Plus question de seulement tenir la caisse, servir les bières, l’heure est à l’action. « Ne pas attendre la permission. Faire ce qu’elles ont à faire. Prendre leur place » en créant un groupe de punk rap féministe. Leur approche est politique, émancipatrice. 1989. Les planètes sont alignées. Pour elles qui viennent du rock et manquent de modèles féminins, le rap de Public Enemy, (dont l’album Fear of a Black Planet inspirera le titre de leur ultime démo en 1992), et le film de Spike Lee Do the Right Thing, proposent une bande son révolutionnaire qui tape fort, une fusion qui les inspire, mêlant guitares saturées et textes scandés, sur laquelle coller des paroles engagées.

C’est le souffle qui leur manquait, l’énergie punk retrouvée, l’impulsion libératrice, la possibilité enfin, de dire. De raconter le viol, les violences faites aux femmes, sans misérabilisme, comme dans leur morceau « Les loutes ». Les mots de Despentes (déjà) claquent : T’as 2000 ans de christianisme restés coincés en haut des cuisses. Assumer sa féminité, c’est bien trop souvent ressembler aux clichés des loutes en papier. J’veux être femme sans me rabaisser, pas minauder pour faire bander. Elles transposent l’antiracisme US au féminisme, et sortent des stéréotypes en sortant de l’ombre. A l’instar d’un Malcolm X, qui incitait à « transformer l’image que l’on a de soi en tant que noir », elles appliquent la sentence à leur sexe. Au début des 90’s, le punk alternatif des Bérus, Parabellum, OTH, Warum Joe… est mort. Le mouvement a laissé derrière lui des radios, des salles, des bars, des envies. C’est un son d’un nouveau genre qui exprime la rébellion, une fusion entre rock et hip hop dont Cara, Virginie et Gilles Garrigos, ex-guitariste de Haine Brigade (que connaissent bien les lecteurs de New Noise), associés à Hashan et MC, s’emparent pour exprimer leur rage.

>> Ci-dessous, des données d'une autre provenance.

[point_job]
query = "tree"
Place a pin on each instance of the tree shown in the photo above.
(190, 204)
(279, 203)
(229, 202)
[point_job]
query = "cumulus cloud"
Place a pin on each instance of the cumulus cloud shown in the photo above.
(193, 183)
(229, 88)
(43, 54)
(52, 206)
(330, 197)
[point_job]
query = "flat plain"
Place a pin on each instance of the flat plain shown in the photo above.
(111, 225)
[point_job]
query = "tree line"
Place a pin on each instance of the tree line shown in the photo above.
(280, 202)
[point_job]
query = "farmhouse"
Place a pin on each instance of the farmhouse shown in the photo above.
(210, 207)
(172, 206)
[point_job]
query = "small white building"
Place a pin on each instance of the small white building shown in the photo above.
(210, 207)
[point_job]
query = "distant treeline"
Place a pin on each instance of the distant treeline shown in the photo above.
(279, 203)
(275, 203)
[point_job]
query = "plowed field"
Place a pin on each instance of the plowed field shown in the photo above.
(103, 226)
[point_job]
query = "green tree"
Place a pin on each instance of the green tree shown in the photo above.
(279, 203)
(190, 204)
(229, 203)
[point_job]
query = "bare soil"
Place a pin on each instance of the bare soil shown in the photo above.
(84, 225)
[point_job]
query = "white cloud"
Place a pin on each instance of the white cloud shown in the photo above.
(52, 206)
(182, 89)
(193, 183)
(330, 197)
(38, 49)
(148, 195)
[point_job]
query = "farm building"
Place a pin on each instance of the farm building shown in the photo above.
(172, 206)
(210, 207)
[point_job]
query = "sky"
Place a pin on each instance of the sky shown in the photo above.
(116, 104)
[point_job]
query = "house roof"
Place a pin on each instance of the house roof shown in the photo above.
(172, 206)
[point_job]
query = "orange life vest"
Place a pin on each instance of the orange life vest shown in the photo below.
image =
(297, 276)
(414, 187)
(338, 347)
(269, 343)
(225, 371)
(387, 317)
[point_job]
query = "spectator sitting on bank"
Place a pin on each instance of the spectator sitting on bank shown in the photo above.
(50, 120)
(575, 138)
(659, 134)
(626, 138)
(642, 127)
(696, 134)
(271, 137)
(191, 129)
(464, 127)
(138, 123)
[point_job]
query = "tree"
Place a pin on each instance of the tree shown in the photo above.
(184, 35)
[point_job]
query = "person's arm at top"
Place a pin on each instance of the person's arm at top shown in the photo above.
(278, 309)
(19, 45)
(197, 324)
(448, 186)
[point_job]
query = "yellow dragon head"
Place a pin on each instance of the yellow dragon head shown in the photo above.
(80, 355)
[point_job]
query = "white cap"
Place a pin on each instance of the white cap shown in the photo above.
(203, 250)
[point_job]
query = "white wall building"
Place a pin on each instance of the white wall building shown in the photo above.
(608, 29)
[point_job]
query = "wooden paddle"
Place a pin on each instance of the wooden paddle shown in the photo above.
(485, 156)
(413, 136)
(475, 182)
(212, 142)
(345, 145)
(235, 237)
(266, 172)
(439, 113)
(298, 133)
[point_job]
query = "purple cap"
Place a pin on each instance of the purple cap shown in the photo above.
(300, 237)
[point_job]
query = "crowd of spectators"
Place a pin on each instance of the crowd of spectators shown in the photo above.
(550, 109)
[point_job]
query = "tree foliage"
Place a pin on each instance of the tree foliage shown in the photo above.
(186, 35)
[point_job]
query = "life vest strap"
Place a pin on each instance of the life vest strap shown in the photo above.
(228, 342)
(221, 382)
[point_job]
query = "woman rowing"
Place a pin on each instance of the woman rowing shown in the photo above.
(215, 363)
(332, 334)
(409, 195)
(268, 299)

Le livre Fear of a Female Planet est une enquête fouillée sur le groupe racontée par ses anciens protagonistes. Composé d’interviews, rempli d’anecdotes, avec photos, reproductions de flyers, affiches, grafs, paroles de chansons, il retrace l’historique du milieu rock puis rap lyonnais avec ses lieux et ses figures emblématiques comme une mise en abîme d’une certaine histoire de France, dans laquelle, enfin, des filles entrées en résistance ouvrent la voie, en passant par la grande porte.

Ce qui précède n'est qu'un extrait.